Home Improvement

Gardening as an element of art in English home

Floriculture and horticulture occupy a huge place in the life of the Englishman, largely due to their desire to better decorate their home, make life more comfortable. The British use a lot of time for endless and continuous improvement and arrangement of their flower beds, terraces, pots and baskets with flowers, with which every house can be considered truly good (and the competition for the title of “the best home” is not a fiction). Whether it is raining or the sun is shining, the Englishman persistently cultivate the soil and is engaged in pruning plants, all year getting enjoyment from this noble activity.

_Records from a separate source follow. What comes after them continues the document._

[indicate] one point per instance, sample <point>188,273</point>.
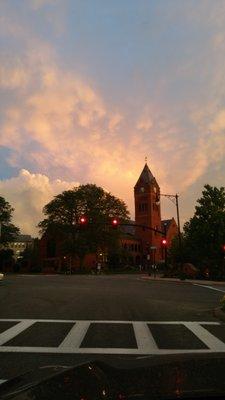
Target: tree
<point>63,215</point>
<point>204,233</point>
<point>8,231</point>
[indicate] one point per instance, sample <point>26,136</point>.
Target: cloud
<point>56,121</point>
<point>145,121</point>
<point>28,193</point>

Well, those who have little time to deal with floriculture and horticulture, in any fine day visit the numerous gardens and parks that abound in Britain. During the reign of Henry VIII (1509-1557) landscape design in England began to be paid much attention. It was the age of the domination of symmetry in the decorative arts. By the mid-sixteenth century the flower beds, group plantings, trimming of trees, alley with arches of woven branches, terraces came to the English gardens from the continent. So the garden of Tudor appeared in England. It should be mentioned about the gardens at Hampton Court, laid out and built by Thomas Wolsey and then advanced by Henry VIII.

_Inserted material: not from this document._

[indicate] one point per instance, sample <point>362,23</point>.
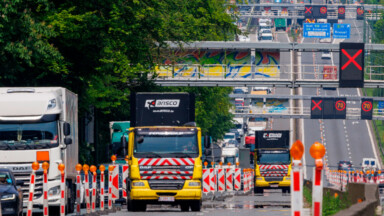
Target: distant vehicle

Along with melon and cauliflower fruit trees were planted in the garden: peaches, apricots, almonds and figs. The garden was crossed by symmetrical paths; the fence was the wall of trimmed evergreens. Among the greenery there were sculptures — metal figures of deer, and of Greek goddesses and nymphs. The English passion for gardening has a practical application. “Dig for victory!” — this was the call of the British government, headed by Winston Churchill to the people of the country during the Second World War. The British (primarily residents) were encouraged to grow vegetables and fruits in addition to the meager rations in wartime. Then, in the London suburbs, there were large garden plots, where any nearby resident could for a small rental fee obtain a plot, which was a size of approximately one hundredth of a hectare.

Issued record numbers of magazines and books about gardening are promoting the idea that anyone can plant any plants. Therefore, the British manage to work wonders, even on small plots of land: a tiny garden, a box under the window, baskets are becoming a personal national Park in the mind of the Englishman.